Il legame con l’establishment e il jet set americano - in quel suo inimitabile cocktail di arte e divertimenti, cultura e potere – ha evidenziato la centralità – in senso soprattutto “atlantico” - degli Agnelli: Gianni e Marella hanno contribuito a mantenere l’Italia, uscita sconfitta dalla Seconda Guerra Mondiale, nel novero delle democrazie occidentali garantendo personalmente, con le loro frequentazioni e il loro charme, per un Paese che stava rinascendo ma che aveva non poche macchie. La famiglia Kennedy. Truman Capote e le sue – le loro – amiche: da Gloria Vanderbilt a Pamela Harriman, da Babe Paley a Jacqueline Kennedy-Onassis. La celebre fotografia (lei, da sola) di Richard Avedon, in cui spicca il collo lungo ed elegante (da qui il soprannome “il cigno”). Le colorate serigrafie (lei con il marito) di Andy Warhol.

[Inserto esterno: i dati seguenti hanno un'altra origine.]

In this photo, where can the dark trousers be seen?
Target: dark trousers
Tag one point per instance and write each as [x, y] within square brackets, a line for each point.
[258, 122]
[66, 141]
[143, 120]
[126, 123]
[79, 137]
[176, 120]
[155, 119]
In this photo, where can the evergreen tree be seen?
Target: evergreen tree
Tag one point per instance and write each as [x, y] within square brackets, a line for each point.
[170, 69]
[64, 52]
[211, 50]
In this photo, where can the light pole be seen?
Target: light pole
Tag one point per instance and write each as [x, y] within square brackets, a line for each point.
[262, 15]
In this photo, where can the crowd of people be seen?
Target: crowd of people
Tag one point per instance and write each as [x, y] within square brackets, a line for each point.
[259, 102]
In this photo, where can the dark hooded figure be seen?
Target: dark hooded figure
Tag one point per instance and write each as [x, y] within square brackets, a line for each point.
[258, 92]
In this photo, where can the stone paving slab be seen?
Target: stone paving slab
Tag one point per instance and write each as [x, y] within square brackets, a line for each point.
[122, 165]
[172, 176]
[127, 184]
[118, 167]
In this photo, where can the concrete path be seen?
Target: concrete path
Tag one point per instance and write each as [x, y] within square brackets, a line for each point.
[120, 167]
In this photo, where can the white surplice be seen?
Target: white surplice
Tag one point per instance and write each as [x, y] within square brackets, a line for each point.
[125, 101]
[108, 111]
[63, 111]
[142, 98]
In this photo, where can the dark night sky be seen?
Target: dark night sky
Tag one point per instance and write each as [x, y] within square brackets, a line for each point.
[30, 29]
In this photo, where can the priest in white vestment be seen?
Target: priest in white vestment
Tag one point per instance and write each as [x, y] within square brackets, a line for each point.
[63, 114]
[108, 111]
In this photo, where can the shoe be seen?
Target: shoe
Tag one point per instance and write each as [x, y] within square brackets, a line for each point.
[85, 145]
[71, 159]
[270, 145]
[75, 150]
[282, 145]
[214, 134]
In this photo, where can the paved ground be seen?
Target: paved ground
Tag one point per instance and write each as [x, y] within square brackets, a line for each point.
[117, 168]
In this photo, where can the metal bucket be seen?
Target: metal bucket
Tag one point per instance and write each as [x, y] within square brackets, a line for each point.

Realtà e rappresentazione. Vita pubblica e passioni private: il giardinaggio a Villa Frescot a Torino e nelle casa di Villar Perosa e di Marrakech. Una pratica descritta in “Giardino Segreto” (per Rizzoli nel 1998). E, poi, le piante e i fiori usati come punti di partenza per ricordare i propri incontri e le proprie esperienze in “Ho coltivato il mio giardino” (con la nipote Marella Caracciolo Chia, per Adelphi, nel 2014).
Raccontando di sé e del fratello Carlo, poco più che bambini a Firenze, scriveva in “Gocà”, l’autobiografia pubblicata da Adelphi nel 2015: «La notte, dalla finestra aperta, con Carlo, avevamo già scoperto le lucciole brillare, mobili e intermittenti sul prato davanti a casa. Quando l’afa cominciava a pesare su Firenze, in casa si decideva che era il momento di partire per la montagna». Donna Marella è partita per sempre.